Hacker News new | ask | show | jobs
by paxys 1568 days ago
The author's complaint is really against authentication in general rather than SSO. Different sites and services have always and will always use their own authn/authz methods, simply because it isn't a generic problem that can be abstracted away. You can outsource parts of it (show the user a username/password form, validate credentials, verify email, check 2FA) which is what all these SSO providers aim to do.

Also the examples they mention are all just badly configured applications, which can easily be fixed.

2 comments

Same - I sign in once and all the other apps is a click away.

From the author’s gifs, it looks like their SSO is setup incorrectly AND being incorrectly used. The 1st gif is really bad, the subsequent ones are more typical SSO setups.

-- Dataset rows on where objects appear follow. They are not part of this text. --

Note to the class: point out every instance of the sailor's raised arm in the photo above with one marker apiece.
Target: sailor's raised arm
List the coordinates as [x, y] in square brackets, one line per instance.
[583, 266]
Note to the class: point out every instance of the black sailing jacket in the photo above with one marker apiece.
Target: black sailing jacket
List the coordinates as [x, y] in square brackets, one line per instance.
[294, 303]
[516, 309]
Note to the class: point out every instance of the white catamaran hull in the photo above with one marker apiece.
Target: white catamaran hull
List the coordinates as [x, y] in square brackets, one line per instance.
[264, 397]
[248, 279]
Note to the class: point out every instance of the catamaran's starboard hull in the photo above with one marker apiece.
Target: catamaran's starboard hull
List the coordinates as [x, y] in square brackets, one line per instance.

Also, this blog article is an ad for Teleport. Given their flawed premise, … yeah.

I think it could be a generic problem that's abstracted away, but you have to absorb identity into the stack at the OS level.

For a centralized authoritarian example of this you can consider WeChat. Unified API and auth layer that supports lots of different applications from one auth service that's used for basically everything.

In the decentralized world there have been attempts to do this as hacks on the existing web (stuff like open id), but they can't really succeed on the current stack. The Urbit OS is an attempt to solve these types of issues by boiling the ocean and in doing so this is one of the issues that gets fixed.

I agree, honestly something like public key auth built into the browser seems great to me! I use a single ssh key to login into multiple servers, I don't have to rely on a central authority to identify me and anyone can remove my access by just removing my public key.